Measurement Classification (Steven's Four Types)
* Nominal: Nominal responses are those that are essentially categorical and not set on any type of comparative scale. Colors or race are example of nominal responses. There is no quantitative or measurable difference between the colors red, black, orange, and blue, and taking an average of these responses wouldn't make sense. * Ordinal: Ordinal responses are categorical in nature but set to a scale that has noticeable differences. Likert scales are a good example of ordinal variables. For example, how satisfied are you of the job President Trump is doing? A Very satisfied B Satisfied C Indifferent D Unsatisfied E Very Unsatisfied However, it should be noted that although there are noticeable differences between these responses, the differences between gradations are not completely always uniform or measurable. For example, how far is satisfied from very satisfied? It isn't something that we can accurately measure. * Interval: Intervals are quantitative in nature. However, they do not have an actual zero. A good example of an interval response is temperature. * Ratio: Ratio's are quantitative in nature and have an absolute zero. For example, height, weight, volume, etc.
Experimental Content
* Response: This is the variable we want to measure. In ANOVA it is quantitative * Conditions: These are the different treatments that are causing the response. * Material: The material or the units are the things that we apply treatments to.
Sheffe Test
*Make sure the agricolae package is loaded sheffe.test(AnovaModel, "birthmonth", console = TRUE)
What aspects should be included in a table?

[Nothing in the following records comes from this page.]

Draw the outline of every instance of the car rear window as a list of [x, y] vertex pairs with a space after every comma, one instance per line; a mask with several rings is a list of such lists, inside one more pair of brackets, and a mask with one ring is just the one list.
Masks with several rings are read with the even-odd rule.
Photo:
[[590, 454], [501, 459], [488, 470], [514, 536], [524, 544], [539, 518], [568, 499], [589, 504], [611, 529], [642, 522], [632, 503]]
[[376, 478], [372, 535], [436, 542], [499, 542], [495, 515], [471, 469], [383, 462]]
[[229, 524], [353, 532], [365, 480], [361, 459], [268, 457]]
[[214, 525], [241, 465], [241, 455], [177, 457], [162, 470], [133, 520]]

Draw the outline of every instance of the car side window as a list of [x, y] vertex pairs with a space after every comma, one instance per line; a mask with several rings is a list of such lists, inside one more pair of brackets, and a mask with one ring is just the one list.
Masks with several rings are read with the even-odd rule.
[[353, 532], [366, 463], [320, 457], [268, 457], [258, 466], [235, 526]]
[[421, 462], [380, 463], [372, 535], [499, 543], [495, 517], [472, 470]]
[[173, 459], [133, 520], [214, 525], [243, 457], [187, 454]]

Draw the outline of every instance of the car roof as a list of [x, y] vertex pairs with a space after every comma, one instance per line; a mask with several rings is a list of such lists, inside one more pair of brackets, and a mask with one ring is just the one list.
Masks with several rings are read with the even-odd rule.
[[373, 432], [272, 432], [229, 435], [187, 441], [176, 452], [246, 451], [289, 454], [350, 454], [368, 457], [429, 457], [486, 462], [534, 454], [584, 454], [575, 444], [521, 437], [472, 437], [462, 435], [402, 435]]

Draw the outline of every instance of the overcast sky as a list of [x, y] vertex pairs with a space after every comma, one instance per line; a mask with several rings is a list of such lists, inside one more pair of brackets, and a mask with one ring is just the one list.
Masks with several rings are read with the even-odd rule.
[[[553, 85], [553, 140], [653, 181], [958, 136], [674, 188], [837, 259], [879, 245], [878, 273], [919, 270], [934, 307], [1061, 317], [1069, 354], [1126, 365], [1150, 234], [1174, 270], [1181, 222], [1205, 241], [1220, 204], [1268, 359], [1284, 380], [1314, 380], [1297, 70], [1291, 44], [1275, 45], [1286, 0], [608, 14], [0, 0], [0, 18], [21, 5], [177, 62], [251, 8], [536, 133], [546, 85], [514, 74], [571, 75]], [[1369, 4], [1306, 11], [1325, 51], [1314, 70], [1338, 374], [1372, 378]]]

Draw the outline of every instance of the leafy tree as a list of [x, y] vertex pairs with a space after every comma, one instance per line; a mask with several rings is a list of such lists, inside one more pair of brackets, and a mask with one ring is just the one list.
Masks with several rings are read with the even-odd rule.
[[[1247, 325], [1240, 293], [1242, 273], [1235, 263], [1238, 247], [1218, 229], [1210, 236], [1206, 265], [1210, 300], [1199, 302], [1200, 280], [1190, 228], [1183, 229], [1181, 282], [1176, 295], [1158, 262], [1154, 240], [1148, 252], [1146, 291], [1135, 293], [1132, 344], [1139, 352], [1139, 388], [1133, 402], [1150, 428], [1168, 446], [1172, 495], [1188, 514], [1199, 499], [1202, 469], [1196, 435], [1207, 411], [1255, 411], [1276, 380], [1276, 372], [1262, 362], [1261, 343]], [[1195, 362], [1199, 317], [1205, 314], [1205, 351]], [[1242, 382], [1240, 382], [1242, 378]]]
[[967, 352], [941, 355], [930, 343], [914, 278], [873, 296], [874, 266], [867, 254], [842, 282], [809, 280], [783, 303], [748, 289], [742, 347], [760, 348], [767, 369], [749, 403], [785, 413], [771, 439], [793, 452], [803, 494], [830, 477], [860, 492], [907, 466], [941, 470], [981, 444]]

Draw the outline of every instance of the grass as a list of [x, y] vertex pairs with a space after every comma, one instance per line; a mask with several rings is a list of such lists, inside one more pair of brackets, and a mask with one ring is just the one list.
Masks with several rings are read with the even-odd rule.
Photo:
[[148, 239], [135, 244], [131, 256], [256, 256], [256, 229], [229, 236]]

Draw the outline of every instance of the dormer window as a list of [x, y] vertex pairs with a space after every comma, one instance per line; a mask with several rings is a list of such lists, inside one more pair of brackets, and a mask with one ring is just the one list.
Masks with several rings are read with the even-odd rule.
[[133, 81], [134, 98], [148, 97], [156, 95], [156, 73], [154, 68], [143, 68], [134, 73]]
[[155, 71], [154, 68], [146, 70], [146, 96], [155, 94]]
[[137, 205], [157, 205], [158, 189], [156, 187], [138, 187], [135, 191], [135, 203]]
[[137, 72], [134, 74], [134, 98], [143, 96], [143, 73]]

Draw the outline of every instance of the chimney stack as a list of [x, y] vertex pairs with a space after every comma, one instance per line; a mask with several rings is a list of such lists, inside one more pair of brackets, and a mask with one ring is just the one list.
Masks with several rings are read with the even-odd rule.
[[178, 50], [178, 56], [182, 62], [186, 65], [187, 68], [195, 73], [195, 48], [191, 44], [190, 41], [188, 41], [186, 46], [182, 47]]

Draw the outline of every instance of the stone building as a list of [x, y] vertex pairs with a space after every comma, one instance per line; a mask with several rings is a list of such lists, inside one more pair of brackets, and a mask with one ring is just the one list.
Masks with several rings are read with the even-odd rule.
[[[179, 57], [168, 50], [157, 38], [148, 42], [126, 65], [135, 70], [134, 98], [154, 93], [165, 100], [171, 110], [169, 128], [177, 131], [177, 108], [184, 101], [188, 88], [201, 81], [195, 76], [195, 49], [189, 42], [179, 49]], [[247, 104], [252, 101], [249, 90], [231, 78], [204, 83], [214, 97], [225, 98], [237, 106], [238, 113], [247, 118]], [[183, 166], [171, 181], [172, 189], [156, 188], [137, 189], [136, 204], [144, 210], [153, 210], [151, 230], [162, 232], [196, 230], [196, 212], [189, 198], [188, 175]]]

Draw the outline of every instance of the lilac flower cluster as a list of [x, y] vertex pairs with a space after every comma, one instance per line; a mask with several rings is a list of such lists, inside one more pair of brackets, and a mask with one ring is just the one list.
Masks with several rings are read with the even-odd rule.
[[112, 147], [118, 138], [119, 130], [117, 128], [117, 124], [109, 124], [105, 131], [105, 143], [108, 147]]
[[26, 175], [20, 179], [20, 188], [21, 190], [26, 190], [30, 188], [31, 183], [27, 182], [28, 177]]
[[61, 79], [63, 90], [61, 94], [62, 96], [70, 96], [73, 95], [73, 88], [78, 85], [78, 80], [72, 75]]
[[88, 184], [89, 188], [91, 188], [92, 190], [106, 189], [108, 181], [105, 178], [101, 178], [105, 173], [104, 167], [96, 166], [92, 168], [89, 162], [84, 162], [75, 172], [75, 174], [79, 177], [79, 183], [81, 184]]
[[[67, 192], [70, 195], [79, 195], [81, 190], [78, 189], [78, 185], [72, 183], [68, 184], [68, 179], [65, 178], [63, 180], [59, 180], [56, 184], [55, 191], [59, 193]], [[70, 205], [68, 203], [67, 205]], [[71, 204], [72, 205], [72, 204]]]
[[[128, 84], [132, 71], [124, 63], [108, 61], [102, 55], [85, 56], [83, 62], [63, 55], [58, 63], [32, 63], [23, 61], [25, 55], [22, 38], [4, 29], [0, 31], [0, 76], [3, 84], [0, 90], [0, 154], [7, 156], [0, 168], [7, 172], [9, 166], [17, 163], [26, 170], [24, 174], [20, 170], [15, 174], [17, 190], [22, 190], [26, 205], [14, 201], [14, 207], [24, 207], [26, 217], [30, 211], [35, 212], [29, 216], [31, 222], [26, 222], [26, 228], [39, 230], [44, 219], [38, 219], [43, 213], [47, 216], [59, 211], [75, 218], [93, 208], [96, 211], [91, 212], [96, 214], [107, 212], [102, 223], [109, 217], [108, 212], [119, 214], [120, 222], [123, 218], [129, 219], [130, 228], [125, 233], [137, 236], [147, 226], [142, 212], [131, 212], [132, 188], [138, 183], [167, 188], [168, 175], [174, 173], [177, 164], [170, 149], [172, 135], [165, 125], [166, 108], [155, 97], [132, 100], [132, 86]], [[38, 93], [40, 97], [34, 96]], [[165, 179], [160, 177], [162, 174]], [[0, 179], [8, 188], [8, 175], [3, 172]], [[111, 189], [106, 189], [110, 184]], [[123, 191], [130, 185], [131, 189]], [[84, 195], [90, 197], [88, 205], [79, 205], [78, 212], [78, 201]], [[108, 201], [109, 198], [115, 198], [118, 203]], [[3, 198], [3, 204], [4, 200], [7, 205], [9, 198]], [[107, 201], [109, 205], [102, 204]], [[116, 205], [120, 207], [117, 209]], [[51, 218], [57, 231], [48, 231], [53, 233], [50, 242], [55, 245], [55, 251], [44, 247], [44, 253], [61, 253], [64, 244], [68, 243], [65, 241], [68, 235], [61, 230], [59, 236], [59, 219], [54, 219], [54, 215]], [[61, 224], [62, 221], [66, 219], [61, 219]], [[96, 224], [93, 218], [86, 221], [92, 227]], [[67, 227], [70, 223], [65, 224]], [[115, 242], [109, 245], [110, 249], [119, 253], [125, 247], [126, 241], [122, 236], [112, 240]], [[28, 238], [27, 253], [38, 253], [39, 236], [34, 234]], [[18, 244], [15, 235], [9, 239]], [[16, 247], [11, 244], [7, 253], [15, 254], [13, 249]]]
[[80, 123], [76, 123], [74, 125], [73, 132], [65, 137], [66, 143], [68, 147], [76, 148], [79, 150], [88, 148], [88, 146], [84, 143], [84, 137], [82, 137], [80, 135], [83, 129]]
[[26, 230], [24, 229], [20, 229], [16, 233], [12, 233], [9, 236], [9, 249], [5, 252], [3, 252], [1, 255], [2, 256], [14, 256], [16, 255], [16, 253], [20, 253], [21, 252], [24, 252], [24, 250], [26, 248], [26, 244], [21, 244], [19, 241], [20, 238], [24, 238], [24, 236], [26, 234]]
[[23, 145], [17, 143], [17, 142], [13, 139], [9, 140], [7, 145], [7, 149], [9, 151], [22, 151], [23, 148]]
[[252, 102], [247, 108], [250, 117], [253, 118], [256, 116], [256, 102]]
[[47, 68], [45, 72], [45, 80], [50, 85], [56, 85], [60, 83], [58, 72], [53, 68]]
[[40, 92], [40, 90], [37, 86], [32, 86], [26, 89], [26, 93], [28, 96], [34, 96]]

- A title - Sample Size - Column percentages - Clearly labeled
Benefits of using logarithms
- Allows us to express terms in percentage changes - Useful when making comparisons across different measures
Kinds of Variability
There are three types of variability present in experiments: * Planned Systematic: This variability is one that we want in our studies. Examples of planned variability include choosing a random sample out that is representative of the population or using a random number generator to assign treatments to units. * Chancelike: Chancelike variability, as stated in the textbook, is something we can deal with. There is always going to be variation in the things we want to study, whether due to measurement error or actual differences in the material. However, we can assume that chancelike variability will act in predicable ways, meaning that some data points will be above the true average and some will be below, but in all, the observed average will still give us an accurate picture of the true average. * Unplanned Systematic: Unplanned systematic variability is the type that we don't want in our studies. This kind of variability can result from human bias or bias from nuisance factors. For example, in my airplane experiment, I threw my planes outdoors and the wind picked up during the process. The wind introduced unplanned variation because it distorted the true distances that the planes would have traveled, and it didn't affect them all equally -- sometimes the wind blew harder than others.
What are the Cumulative Frequencies and Cumulative Percentages in SPSS?
They tell us how many observations (or percentages) are accounted for up to and including that row in the table.